Hi Dan,
I'm happy to have good faith discussions, but when you start your comment with "BROKEN LOGIC." I get the idea that you don't really want to have a conversation.
I'll give you the benefit of the doubt here one more time, but I certainly don't know how you made any of your conclusions.
I've been working on a related article, but it's still a ways off from publishing.
It might be irrelevant, but the title of this article was chosen because many venture capitalists and startups are using the hype behind crypto and web3 technologies like DAOs and social tokens to suggest that creators are all going to "own" the next generation of platforms and share the wealth. The economics of power law distributions show that is impossible.
I used to interview creators in the travel space, starting at about 2008. EVERYONE I know that is still creating has built a successful business out of it. Many are multi-million dollar businesses.
No one fails forever.
Of course, creating as a business is different than creating as a hobby, but that argument is not relevant because I'm talking about the "creator economy" here.
Almost everyone gives up early. It's very hard to find statistics, but most (I guess 70%+) will give up within the first year.
In the article, I shared that 64% of podcasters don't get past 10 episodes.
Giving up before 10 episodes is not, "expending enormous effort and failing to receive minimum wage pay for that effort" like you claim.
Most give up before they've developed any skills, learned how to promote , or built an audience. This is almost no effort in my view.
That is good for serious creators. Getting to the top 10% or 20% of creators generally means just showing up every day consistently.
Every thing you publish helps you get more follows, likes, backlinks, organic traffic, fans and sales.
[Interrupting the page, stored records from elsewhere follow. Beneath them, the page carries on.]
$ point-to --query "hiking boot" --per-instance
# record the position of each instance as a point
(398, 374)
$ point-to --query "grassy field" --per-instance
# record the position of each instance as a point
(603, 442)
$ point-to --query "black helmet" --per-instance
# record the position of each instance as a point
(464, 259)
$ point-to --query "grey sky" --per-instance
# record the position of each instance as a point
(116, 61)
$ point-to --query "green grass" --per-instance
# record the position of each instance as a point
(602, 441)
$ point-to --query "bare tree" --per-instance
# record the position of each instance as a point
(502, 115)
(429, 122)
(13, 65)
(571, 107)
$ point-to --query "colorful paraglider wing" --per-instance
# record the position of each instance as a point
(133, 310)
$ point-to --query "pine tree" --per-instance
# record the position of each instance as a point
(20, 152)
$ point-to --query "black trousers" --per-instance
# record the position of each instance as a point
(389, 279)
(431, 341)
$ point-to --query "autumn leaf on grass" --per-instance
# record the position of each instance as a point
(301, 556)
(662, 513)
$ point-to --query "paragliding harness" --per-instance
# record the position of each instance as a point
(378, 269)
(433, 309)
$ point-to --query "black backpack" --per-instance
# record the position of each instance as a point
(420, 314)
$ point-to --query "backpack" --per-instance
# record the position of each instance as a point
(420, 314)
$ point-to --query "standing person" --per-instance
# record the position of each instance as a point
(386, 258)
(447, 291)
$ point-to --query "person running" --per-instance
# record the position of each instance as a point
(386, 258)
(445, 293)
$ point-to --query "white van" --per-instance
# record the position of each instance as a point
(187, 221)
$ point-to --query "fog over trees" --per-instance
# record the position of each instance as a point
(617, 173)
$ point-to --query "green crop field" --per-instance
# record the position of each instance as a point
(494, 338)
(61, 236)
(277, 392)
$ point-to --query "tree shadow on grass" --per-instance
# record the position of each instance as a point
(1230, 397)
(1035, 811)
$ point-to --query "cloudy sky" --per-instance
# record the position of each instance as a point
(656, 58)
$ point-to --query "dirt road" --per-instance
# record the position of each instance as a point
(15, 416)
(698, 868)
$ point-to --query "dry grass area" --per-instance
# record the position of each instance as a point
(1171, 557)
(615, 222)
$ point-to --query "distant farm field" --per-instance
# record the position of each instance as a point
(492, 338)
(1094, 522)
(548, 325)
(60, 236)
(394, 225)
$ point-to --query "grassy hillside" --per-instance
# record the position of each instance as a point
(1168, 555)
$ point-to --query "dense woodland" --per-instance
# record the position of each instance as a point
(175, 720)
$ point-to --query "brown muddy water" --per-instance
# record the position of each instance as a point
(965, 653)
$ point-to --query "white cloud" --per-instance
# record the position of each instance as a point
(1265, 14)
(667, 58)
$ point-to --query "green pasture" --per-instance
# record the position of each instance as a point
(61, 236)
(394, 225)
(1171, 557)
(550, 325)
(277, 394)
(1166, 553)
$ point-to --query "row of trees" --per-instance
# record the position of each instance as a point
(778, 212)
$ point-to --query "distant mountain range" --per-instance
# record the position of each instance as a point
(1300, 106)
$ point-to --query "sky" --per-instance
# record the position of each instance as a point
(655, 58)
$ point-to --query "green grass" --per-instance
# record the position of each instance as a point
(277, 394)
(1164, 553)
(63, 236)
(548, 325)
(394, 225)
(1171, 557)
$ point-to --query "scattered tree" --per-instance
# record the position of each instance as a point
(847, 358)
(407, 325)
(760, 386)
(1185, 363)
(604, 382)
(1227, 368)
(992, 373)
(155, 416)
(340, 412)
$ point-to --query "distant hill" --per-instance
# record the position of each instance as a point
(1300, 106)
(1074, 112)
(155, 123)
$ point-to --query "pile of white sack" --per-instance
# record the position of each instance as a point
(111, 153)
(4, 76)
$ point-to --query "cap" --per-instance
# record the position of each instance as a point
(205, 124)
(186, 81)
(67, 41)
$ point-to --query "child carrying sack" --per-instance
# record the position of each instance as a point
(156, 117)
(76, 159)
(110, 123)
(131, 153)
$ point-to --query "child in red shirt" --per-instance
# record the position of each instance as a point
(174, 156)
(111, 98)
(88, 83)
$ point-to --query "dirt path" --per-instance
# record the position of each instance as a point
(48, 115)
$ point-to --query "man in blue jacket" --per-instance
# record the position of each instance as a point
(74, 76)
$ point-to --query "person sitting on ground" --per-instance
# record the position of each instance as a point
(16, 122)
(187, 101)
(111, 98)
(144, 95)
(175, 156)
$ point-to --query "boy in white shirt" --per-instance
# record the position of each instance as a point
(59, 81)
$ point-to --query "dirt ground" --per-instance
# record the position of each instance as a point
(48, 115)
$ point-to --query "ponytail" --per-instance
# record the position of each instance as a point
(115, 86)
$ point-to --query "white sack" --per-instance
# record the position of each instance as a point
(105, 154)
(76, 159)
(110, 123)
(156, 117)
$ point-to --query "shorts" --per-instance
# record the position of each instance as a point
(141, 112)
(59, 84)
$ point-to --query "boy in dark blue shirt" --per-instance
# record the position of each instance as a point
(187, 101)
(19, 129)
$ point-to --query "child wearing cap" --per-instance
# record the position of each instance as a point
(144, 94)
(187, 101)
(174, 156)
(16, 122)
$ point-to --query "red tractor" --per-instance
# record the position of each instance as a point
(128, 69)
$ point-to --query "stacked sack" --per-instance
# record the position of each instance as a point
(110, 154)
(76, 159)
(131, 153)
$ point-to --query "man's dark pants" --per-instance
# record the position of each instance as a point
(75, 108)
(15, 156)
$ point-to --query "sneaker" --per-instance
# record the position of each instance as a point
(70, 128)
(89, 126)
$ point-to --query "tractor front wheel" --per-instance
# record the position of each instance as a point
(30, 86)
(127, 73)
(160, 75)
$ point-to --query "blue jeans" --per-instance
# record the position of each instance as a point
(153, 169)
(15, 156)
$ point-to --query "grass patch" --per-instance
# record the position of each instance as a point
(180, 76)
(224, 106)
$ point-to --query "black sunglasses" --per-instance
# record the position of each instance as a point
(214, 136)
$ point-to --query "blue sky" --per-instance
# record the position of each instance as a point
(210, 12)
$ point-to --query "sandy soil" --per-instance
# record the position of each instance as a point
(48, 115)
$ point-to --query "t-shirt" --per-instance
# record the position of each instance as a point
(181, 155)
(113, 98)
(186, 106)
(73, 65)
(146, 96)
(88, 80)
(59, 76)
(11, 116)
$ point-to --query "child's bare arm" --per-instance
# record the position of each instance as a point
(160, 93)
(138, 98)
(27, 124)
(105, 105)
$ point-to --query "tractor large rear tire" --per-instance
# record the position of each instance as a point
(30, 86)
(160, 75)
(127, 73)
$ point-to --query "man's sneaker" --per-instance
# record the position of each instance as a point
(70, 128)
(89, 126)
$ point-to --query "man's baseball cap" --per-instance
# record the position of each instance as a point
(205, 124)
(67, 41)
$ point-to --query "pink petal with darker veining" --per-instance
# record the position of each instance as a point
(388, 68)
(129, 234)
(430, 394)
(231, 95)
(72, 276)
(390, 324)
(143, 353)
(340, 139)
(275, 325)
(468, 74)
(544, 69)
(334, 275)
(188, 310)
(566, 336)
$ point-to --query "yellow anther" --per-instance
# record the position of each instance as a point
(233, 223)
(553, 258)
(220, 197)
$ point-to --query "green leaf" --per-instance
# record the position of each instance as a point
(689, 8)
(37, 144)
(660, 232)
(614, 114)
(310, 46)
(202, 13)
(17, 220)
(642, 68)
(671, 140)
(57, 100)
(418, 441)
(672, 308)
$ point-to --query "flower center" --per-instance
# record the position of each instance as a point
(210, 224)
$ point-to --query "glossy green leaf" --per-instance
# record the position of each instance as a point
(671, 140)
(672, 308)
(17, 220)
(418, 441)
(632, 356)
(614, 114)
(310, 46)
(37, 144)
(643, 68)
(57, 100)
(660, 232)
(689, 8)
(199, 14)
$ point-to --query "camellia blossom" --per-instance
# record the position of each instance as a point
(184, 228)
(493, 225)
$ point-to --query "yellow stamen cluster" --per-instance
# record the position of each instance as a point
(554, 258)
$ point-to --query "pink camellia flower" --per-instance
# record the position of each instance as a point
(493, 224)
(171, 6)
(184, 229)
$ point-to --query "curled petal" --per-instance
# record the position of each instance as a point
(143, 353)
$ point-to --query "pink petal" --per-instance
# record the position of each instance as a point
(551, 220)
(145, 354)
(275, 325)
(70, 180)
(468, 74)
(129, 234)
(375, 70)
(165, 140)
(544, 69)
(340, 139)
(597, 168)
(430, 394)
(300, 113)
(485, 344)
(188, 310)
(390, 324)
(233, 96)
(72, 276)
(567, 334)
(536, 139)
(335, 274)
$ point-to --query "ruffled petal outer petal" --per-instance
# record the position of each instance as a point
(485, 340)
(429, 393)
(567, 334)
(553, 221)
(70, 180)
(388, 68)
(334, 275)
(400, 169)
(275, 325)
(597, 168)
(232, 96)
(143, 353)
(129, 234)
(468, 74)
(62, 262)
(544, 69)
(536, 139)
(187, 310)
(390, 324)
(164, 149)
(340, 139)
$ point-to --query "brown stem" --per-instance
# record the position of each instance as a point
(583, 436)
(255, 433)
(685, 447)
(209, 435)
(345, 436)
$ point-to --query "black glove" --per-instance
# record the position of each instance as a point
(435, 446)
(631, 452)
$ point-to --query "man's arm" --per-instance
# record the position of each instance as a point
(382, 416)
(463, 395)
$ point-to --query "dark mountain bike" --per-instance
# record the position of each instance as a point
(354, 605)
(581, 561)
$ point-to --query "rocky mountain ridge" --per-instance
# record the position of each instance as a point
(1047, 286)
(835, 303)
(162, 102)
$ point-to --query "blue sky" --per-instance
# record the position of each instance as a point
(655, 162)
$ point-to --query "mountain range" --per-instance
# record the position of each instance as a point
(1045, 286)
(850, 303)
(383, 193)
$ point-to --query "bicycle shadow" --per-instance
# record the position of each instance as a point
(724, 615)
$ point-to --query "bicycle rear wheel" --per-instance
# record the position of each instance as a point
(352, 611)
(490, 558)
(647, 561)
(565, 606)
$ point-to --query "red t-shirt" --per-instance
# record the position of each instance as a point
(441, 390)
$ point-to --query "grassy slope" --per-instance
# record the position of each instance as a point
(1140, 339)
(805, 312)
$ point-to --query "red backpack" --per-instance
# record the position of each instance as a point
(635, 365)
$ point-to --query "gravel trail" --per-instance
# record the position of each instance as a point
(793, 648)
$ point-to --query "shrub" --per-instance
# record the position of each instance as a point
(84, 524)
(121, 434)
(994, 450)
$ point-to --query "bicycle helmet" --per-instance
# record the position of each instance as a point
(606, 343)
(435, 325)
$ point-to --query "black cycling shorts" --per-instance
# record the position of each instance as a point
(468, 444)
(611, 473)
It all cumulates. The longer you do this, the higher up the power law distribution you will move.
You don't need to wait to be discovered. You don't need lots of money. You don't need famous parents to succeed. There are no barriers to entry and the cost of failure is essentially zero.
As Sahil Blom recently said in a podcast, "Today is literally the best time in history to be an entrepreneur and to be someone who has a bias for action."